Dentro do propósito de recuperar passagens da vida do autor que ilustram seu gosto pelo narrar, é importante mencionar o costume de misturar aos frios registros dos livros de contas da fazenda as anotações pessoais, líricas de um diário. O gosto pela literatura já se percebe pela letra do fazendeiro-escritor, nos livros mencionados, conforme observa seu biógrafo, Edgard Cavalheiro: “O que é literatura propriamente dita está numa letrinha caprichada; os negócios da fazenda, num garrancho apressado, quase ilegível.”89

A idéia de vender a fazenda se avoluma quando os textos de Lobato tornam-se contribuição assídua dos jornais, exigindo a presença mais constante do autor nos meios literários da capital. A Revista do Brasil é lançada em 1916 e, em março desse ano, tem início a famosa colaboração de Lobato para o periódico.
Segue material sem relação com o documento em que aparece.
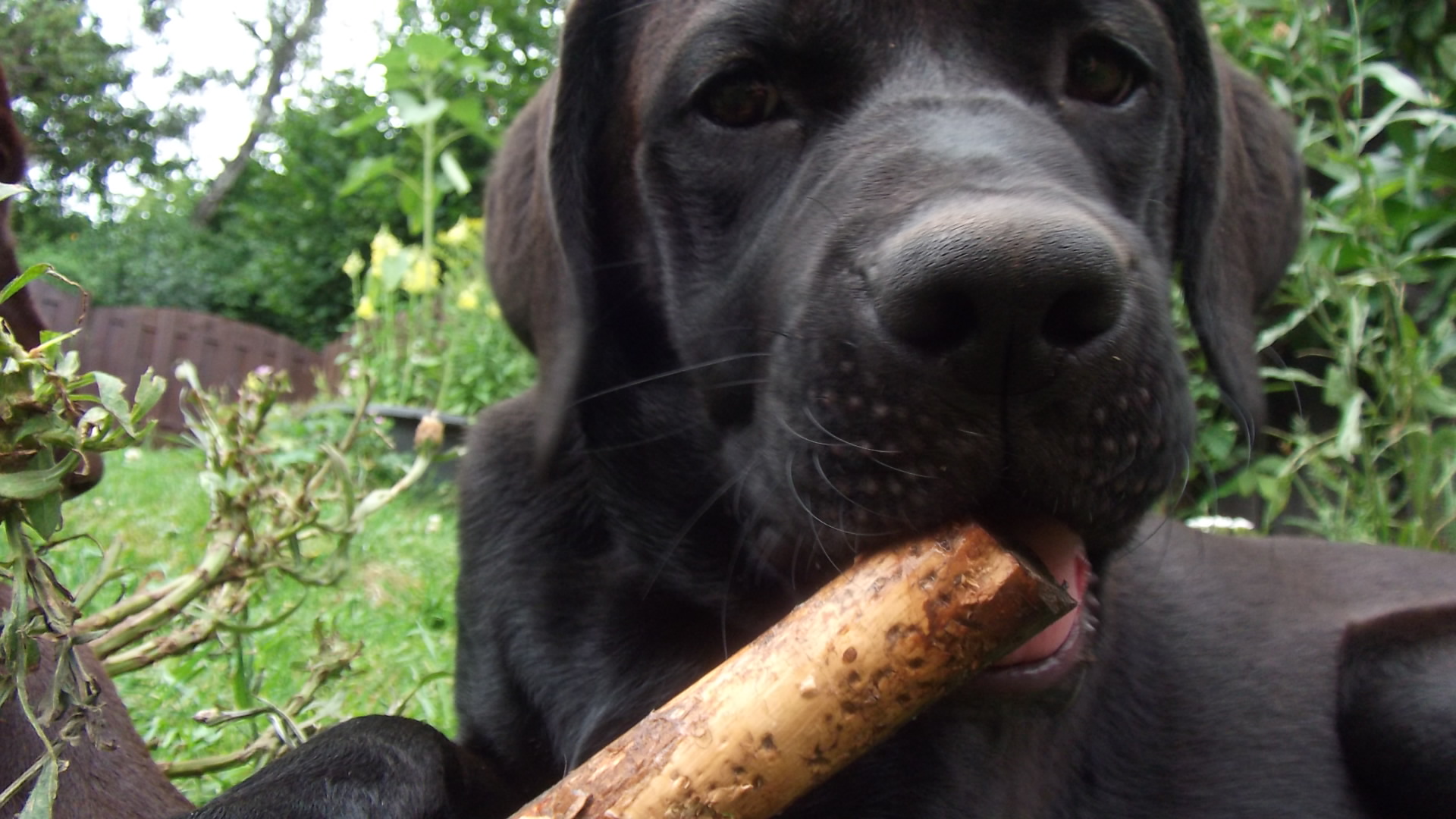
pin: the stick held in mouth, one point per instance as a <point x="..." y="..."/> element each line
<point x="824" y="686"/>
A revista, assunto da dissertação de Mestrado da autora do presente trabalho90, defendida em 1992, é, num primeiro momento, o veículo onde Lobato publica contos e textos com comentários críticos e teóricos sobre artes plásticas e livros. Em março de 1919, por

88 Monteiro LOBATO, A barca de Gleyre, p. 367 (1o tomo), carta de novembro de 1914. 89 “Vida e obra de Monteiro Lobato por Edgard Cavalheiro”, p. 14.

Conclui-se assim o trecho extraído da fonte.